I am a douche bag, I must have driven by this place 60000 times since moving up to Derbyshire world 6 years ago. Its massive, a total mess, full of graffiti, fucked beyond all belief yet still is quite photogenic. Lots of buildings with not much in and then you have the stair case in the top building-As some of you might know, I love stairs. Its a good one, spirally and stuff. 

some info:

"Stevensons Dyers in Ambergate; Derbyshire. Set up by the Stevenson family the company constructed the factory at Ambergate in the late 19th Century the dye works provided employment to many people in Ambergate and the surrounding towns and at its peak in the 1970’s the factory employed more than 1400 people. Well known for its good working conditions the factory played an important part in the local community and employees were encouraged to join clubs and socialise outside of work.

Stevensons remained in family ownership until 1966, when it was acquired by Coats Viyella Clothing and in 2002, it became part of the Quantum Clothing Group. However due to economic conditions it was soon forced to close the plant at Ambergate."

There are some pictures from others but this set here by M D Allen shows how much its gone down hill....

Also a report from that other site here from 2008.

Visited on my own, pre-work and it was -1, too cold. Here are my pictures...

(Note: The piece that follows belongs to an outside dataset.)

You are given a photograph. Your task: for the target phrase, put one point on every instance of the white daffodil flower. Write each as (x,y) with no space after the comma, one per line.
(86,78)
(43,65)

Full set here on my Flickr. Thanks for looking. Cheers to Martin AKA Skankypants for the heads up.


----------



## MrDan (Jan 10, 2013)

Very interesting shot: http://farm9.staticflickr.com/8189/8366839499_60dbd46ca8.jpg
Like you say it's fucked, but gave you some very nice photos indeed.


----------



## skankypants (Jan 10, 2013)

Spot on mate,great shots as always....


----------



## Stealthstar79 (Jan 10, 2013)

Wow!
loving your pics especially the stairs!


----------



## Silent Hill (Jan 10, 2013)

Luvly spirals going on there 

Nice


----------



## flyboys90 (Jan 10, 2013)

Nice one, crazy staircase!


----------



## ZerO81 (Jan 10, 2013)

Very nice indeed, looks like my sort of place...back to derpyshire i go!


----------



## mrtoby (Jan 10, 2013)

Let me know if you're coming!


----------



## Ramsgatonian (Jan 10, 2013)

Brilliant photography - love the report!


----------



## perjury saint (Jan 10, 2013)

*Me likey!!! *


----------



## shatners (Jan 12, 2013)

Really nice... just down the road from me too. Your right, lovely staircase


----------



## steve2109 (Jan 12, 2013)

Lovely set of pics, that placed is trashed !! Thanks for sharing


----------



## Sshhhh... (Jan 12, 2013)

Fantastic shots there! Looks like an interesting mooch, very nice


----------



## MCrosbie (Jan 17, 2013)

Nice set, stair case shots are ace and not over cooked on the HDR


----------



## Malcog (Jan 21, 2013)

Its sad to see this place going, they were a customer of a software company I used to work at that provided systems for textile companies, there were about 100 or so textile companies using that companies software in the East Midlands. I don't think a single one of those companies exist anymore.


----------



## DreadHead (Jan 22, 2013)

Nice report mate, I love the last shot


----------



## Catmandoo (Mar 20, 2013)

The stairs shot is absolutley EPIC!!! My favourite shot this year by far! threw me well out.


----------



## NakedEye (Mar 20, 2013)

Hate the HDR like the report! Nicely captured I think you've captured it well....trashed or not it's photogenic as you say.....still a few bit and pieces in aswell....cheers for posting


----------



## Stussy (Mar 21, 2013)

Ooo I like this very much, nicely processed pics too! Captured this place really well


----------



## fat-600 (Mar 22, 2013)

Lovely photos! well done!


----------



## ajhippo (Apr 5, 2013)

Nice shots, I love the corridor one.

I hope this is still around as I fancy it.


----------